Scott did a great job on this but he is incorrect at several points. Just so no one is left confused:
1) There is physical evidence for negative mass. It has been created in the lab and its effects observed, so the "negative energy theorem" of old really has been overthrown, and those who study this subject do think wormholes are possible.
Washington State University physicists have created a fluid with negative mass, which is exactly what it sounds like. Push it, and unlike every physical object in the world we know, it doesn't accelerate in the direction it was pushed. It accelerates backwards.
2) Wormholes do not connect different universes. Wormhole theory does not require there be more than one universe. Wormholes connect two different spacetimes within the universe. Kip Thorn actually created wormhole theory in response to his friend Carl Sagan who was looking for arbitrarily rapid spacetime transport. He asked Kip if he could use black holes for this. Thorn went away with his grad students at Cal Tech to figure this out, and found that no, you cannot use black holes, but you can use wormholes. Sagan wrote Contact as a result, and the Stargate movie and TV series all followed. The science preceded the fiction. Dr. John Cramer of Transactional Quantum Mechanics fame actually has a theory for how to steer wormholes.

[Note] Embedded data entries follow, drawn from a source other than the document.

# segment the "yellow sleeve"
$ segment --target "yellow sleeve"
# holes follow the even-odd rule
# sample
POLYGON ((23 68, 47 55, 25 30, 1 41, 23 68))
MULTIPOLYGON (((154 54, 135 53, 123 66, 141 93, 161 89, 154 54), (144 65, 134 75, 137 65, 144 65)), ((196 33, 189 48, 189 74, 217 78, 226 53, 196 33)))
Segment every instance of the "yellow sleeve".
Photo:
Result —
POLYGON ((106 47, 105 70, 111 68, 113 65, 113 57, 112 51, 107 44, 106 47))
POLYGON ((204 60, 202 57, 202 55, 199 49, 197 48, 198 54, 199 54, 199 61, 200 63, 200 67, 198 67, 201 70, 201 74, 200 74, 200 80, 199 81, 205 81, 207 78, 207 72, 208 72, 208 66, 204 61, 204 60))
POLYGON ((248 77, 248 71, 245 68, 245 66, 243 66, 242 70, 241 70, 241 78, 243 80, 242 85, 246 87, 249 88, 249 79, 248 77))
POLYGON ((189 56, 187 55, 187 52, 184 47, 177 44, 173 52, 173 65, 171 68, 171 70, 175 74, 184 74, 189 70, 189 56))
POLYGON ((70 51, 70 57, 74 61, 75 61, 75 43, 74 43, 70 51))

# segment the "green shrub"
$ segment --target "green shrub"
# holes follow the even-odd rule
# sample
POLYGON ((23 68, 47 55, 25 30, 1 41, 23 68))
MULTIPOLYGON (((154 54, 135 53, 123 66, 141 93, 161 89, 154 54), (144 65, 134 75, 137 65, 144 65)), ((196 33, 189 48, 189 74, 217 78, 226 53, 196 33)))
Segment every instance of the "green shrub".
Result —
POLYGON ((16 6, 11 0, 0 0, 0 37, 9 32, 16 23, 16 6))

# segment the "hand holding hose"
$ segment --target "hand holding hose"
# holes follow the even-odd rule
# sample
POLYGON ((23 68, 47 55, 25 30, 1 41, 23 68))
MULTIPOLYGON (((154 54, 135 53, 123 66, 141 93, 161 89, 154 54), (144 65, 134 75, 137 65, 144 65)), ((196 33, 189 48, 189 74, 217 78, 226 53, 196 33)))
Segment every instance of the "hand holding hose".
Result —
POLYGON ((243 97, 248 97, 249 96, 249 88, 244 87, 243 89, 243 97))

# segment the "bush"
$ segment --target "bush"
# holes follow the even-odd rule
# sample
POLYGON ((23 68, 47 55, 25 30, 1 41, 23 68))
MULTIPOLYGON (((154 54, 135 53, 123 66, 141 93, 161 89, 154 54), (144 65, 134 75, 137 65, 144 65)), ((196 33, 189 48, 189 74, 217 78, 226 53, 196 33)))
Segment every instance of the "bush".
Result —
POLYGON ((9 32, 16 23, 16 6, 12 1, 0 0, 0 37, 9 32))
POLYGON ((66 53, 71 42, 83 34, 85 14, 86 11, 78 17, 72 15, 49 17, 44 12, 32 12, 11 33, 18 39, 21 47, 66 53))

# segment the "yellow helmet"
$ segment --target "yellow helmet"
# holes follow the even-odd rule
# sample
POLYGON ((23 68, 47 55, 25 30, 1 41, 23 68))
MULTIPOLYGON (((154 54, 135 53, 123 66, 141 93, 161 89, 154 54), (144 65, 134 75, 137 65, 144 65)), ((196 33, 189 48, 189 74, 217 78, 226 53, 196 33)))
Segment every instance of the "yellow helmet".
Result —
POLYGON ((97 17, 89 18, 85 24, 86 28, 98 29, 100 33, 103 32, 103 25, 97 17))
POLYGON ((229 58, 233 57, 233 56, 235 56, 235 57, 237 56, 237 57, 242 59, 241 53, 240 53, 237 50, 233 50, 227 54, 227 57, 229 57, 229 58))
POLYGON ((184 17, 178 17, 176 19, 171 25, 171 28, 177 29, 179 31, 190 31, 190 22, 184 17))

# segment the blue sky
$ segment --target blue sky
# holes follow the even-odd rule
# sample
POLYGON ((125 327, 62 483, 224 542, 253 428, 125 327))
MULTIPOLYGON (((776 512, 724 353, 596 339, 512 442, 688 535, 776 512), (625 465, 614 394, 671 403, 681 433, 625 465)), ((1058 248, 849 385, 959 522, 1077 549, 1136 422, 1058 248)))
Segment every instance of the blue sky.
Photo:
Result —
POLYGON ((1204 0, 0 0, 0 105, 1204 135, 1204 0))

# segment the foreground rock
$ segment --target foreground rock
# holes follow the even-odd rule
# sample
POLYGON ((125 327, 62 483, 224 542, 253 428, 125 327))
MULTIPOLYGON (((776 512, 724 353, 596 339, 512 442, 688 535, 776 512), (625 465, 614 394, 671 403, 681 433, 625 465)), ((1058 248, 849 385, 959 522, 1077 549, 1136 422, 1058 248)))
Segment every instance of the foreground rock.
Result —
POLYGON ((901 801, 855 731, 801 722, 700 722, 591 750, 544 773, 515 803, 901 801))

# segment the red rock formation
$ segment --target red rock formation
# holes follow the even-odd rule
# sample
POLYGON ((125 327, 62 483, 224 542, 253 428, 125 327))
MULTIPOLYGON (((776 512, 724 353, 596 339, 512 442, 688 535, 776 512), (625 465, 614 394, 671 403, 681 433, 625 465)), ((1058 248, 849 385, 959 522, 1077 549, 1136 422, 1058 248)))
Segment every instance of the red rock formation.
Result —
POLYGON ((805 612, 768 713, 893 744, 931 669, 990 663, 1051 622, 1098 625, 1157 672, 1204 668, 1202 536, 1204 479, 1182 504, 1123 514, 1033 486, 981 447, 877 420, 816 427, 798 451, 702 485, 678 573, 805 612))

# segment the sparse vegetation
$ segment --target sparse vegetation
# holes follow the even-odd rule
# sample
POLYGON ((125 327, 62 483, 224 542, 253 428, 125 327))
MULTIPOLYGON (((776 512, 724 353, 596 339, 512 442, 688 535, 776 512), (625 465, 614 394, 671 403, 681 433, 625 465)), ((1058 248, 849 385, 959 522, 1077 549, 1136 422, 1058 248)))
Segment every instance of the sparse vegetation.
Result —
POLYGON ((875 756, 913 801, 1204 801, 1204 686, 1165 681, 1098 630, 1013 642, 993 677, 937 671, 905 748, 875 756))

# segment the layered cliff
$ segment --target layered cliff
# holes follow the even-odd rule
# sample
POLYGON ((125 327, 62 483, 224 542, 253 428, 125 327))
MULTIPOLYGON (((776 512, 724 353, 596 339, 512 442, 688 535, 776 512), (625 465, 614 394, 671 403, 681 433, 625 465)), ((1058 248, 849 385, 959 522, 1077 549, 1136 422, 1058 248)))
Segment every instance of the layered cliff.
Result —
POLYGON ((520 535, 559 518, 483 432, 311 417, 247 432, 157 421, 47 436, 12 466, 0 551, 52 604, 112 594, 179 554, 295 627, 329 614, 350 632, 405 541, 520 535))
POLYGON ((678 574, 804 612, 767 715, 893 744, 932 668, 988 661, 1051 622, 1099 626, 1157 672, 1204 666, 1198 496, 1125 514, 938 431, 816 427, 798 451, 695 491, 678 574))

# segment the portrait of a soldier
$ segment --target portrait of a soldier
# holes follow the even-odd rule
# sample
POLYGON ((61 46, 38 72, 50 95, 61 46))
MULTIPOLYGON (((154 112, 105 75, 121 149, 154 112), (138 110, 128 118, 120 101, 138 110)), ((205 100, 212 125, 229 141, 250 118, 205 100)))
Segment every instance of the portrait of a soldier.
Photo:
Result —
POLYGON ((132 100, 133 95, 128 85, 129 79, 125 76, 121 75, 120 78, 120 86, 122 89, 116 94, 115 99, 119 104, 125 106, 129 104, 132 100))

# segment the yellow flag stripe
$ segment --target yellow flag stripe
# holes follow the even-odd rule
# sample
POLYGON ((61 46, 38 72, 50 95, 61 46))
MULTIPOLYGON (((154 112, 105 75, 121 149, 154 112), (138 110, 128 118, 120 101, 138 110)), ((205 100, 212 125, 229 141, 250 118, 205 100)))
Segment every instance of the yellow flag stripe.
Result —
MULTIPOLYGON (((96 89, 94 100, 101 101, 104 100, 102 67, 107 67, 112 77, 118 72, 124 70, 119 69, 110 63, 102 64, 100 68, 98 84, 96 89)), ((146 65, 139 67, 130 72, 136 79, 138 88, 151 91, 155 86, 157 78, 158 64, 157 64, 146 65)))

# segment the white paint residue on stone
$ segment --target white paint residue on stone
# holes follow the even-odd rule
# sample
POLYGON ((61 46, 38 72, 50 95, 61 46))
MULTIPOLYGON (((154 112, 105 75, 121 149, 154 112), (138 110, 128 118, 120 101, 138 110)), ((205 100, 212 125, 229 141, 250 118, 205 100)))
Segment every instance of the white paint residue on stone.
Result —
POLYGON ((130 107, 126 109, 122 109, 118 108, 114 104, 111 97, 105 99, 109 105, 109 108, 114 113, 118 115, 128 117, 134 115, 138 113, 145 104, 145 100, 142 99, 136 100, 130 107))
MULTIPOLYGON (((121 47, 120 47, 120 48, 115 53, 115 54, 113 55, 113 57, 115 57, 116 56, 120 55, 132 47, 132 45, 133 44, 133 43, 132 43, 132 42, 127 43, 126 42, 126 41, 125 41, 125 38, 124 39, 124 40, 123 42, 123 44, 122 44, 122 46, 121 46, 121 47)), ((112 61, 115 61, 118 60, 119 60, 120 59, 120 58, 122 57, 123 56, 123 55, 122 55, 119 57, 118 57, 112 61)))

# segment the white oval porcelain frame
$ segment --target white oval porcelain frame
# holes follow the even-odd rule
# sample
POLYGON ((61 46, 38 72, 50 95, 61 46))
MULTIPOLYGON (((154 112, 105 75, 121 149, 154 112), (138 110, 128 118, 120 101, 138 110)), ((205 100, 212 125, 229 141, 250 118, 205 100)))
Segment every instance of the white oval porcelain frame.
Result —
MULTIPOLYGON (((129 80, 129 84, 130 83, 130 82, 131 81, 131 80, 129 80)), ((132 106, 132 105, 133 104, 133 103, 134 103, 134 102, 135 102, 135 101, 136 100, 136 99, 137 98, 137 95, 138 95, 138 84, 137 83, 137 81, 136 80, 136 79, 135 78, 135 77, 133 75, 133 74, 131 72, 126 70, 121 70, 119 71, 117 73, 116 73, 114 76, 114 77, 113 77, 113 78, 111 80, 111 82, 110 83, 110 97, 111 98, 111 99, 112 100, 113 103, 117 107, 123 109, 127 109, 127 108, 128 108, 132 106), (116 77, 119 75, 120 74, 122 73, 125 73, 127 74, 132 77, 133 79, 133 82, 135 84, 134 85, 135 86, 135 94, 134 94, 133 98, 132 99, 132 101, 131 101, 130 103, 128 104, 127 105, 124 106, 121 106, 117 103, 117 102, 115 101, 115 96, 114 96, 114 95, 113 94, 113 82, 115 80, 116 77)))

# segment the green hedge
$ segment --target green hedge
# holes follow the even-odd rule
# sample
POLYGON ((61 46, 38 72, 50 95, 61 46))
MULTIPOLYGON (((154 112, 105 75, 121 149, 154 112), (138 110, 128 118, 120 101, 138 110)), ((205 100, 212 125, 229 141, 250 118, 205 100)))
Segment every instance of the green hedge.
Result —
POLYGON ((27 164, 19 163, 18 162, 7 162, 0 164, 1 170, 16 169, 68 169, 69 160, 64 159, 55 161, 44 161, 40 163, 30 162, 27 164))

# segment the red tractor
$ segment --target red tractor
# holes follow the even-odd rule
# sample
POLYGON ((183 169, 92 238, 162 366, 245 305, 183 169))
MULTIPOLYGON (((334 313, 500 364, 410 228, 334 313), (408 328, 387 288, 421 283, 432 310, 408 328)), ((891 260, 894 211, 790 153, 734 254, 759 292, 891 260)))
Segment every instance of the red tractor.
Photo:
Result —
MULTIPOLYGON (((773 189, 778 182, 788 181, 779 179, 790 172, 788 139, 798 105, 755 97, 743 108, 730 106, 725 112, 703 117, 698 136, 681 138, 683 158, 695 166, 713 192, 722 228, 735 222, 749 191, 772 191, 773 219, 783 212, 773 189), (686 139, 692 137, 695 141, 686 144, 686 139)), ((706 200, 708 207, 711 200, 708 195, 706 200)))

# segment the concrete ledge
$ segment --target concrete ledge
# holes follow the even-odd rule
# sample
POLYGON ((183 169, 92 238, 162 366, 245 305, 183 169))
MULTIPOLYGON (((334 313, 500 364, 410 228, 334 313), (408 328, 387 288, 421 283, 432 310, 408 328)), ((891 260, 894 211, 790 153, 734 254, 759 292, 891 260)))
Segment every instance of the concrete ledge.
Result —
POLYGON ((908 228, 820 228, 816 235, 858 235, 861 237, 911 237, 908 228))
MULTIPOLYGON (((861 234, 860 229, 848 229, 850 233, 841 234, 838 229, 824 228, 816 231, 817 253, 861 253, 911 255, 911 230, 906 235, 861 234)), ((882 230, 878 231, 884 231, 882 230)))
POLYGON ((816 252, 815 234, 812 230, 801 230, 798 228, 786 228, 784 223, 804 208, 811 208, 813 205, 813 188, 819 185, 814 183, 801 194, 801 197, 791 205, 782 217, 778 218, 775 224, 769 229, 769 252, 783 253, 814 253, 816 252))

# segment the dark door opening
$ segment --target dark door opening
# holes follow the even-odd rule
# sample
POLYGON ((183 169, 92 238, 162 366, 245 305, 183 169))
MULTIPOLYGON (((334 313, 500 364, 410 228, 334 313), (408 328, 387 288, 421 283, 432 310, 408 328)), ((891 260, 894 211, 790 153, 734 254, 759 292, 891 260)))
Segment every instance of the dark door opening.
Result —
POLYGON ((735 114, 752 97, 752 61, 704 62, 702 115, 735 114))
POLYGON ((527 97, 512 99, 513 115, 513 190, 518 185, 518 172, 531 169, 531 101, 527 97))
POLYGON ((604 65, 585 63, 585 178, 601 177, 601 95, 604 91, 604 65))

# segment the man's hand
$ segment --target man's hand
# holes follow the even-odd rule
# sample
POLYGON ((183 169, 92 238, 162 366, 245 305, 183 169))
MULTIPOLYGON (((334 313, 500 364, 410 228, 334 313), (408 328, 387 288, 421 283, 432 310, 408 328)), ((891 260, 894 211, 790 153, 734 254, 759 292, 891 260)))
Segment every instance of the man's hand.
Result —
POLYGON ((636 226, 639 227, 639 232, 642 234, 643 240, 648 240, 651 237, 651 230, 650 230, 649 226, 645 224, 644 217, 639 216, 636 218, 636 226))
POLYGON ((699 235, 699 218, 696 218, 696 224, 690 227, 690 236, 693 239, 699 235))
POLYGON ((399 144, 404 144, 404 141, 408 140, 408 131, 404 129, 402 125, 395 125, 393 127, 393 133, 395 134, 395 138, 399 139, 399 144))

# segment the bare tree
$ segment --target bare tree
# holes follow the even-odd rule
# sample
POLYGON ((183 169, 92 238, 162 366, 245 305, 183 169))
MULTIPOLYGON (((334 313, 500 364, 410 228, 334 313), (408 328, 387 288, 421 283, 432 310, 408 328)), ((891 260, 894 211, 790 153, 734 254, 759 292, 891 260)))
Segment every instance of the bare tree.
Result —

Unlike the TV series, you do not need gates at both ends to open a wormhole.
3) Scott draws a distinction between gravitational and spacial lensing, but this is incorrect. According to Einstein's General Theory of Relativity (upon which all modern gravity physics rests--including wormhole theory) mass tells space how to curve and space tells mass how to move. The distinction between gravitational and spacial lensing is a distinction without a difference, and all physicists call it gravitational lensing. Because of this, all wormholes have gravitational effects and will indeed tear matter apart unless they are of sufficient size that they can be considered "absurdly benign wormholes" and these require about a Jupiter mass of exotic matter with negative mass and negative inertia to hold the throat open. That's not as hard to do as one might guess. If you're curious, read Woodward's book below. Point is though, if you understand GR, you understand that technically, there is no force of gravity, or if you choose to say there is, it does not act upon mass but rather upon spacetime itself. Mass bends space and space tells that mass how to move. Still, physicists speak of gravity all the time, and unless a wormhole is benign, it will disassemble matter.